Elly:這是一個很好的問題,因為我們尚未明確討論這一點,但我認為我們在過去幾年確實建立了一個,而這是令人難以置信的。我認為舞曲音樂的空間和俱樂部、狂歡、電子空間,都是感覺極其排他、評判的地方。即使是那些談論包容性和所有這些議題的樂隊——在演出時,由於你會覺得每個人都很酷,你並不會感到特別受歡迎或舒適。
Andy:[]創造一個歡迎的空間真的很難做到。但這取決於你在舞台上的行為方式以及這如何轉化為每位觀眾的體驗。這無疑是 Huntly 旅程的新篇章,因為更多的人來看演出。
我知道你們即將進行一些巡演,那麼接下來的計劃是什麼?你們的感覺如何?
Elly:(拇指向上,有點驚慌)太棒了!
Andy:我們很興奮開始展望世界的其他地方——我覺得非常重要的是要記住,五年前這一切都是我所想要的。有時我會想,「哦,這現在是正常生活,我要進行這次訪談」,但實際上,我在跟世界另一端的一個人對話,他在聽我們的音樂並問我們問題。往前看,肯定會繼續創作更多的音樂。每個人似乎總是想要下一件事。
你們需要一些時間欣賞一下三個月前發的專輯!
Elly:我們在專輯的許多決策上焦慮不已,並投入了如此多的時間和精力,目標是讓這些決策有意義。所有這些小決策。我總是想,「快來,我們需要把它完成,沒問題,這首歌很好,我們不需要讓這些鼓的聲音再低音一點,它們很好,沒人會注意到,讓我們完成這首歌並讓它發行。」而我們更像是,「不,我們需要對事情非常精確。」
Andy:(諷刺地)我們期待再次做到那個。
照片由 Phebe Schmidt 拍攝
Caitlin Wolper is a writer whose work has appeared in Rolling Stone, Vulture, Slate, MTV News, Teen Vogue, and more.
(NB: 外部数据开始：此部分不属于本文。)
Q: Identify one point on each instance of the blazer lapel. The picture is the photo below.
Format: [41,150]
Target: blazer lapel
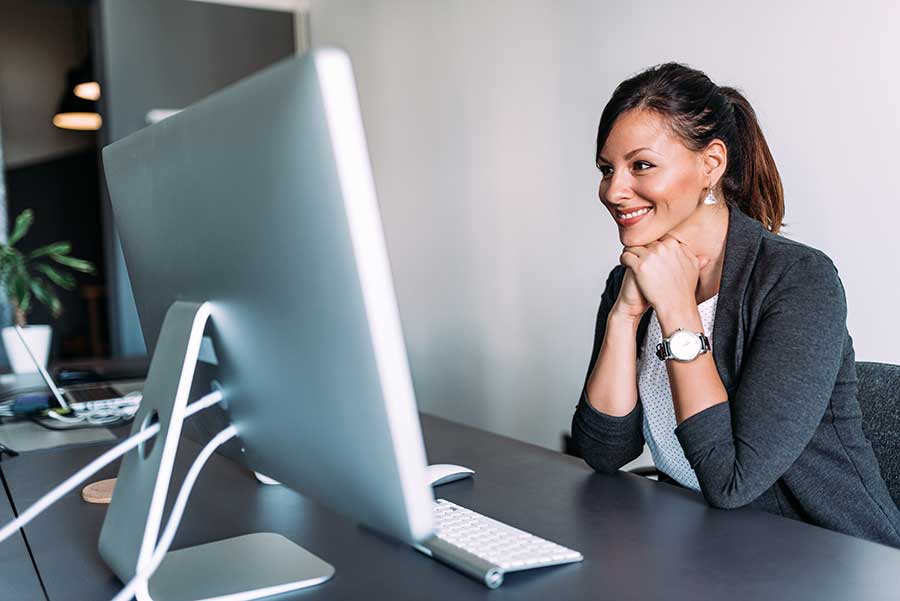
[741,247]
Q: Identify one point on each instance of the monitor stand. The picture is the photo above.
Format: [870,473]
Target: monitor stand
[245,567]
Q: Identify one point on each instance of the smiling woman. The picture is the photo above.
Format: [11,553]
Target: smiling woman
[719,342]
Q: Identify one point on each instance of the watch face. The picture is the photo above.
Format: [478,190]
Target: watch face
[684,345]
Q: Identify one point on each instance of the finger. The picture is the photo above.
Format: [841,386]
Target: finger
[638,251]
[629,259]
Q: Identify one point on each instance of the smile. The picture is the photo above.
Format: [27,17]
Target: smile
[628,219]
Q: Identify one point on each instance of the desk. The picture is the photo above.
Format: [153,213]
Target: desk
[16,570]
[640,539]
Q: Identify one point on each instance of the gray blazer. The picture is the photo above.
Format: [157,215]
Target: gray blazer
[789,440]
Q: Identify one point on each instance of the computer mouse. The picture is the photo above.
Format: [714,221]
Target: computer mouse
[442,473]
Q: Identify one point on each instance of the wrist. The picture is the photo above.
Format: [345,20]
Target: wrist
[620,319]
[672,318]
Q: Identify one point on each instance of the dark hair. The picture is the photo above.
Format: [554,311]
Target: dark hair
[697,112]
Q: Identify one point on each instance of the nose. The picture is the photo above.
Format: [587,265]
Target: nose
[616,189]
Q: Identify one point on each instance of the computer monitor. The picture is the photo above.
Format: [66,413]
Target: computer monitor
[259,201]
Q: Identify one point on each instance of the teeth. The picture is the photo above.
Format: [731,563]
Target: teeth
[634,214]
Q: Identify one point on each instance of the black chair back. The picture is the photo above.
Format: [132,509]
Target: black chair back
[879,400]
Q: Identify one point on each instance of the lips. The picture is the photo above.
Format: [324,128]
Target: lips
[633,220]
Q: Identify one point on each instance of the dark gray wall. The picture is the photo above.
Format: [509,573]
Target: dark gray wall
[168,54]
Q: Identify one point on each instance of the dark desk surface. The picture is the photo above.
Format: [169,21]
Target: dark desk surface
[640,539]
[16,570]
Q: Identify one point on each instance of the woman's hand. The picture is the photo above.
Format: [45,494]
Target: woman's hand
[631,303]
[665,271]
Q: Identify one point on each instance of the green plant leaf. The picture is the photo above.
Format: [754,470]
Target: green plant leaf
[23,223]
[25,304]
[18,288]
[63,280]
[73,263]
[57,248]
[42,293]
Her first poetry chapbook, Ordering Coffee in Tel Aviv, was published in October by Finishing Line Press. She shares her music and poetry thoughts (with a bevy of exclamation points, and mostly lowercase) at @CaitlinWolper.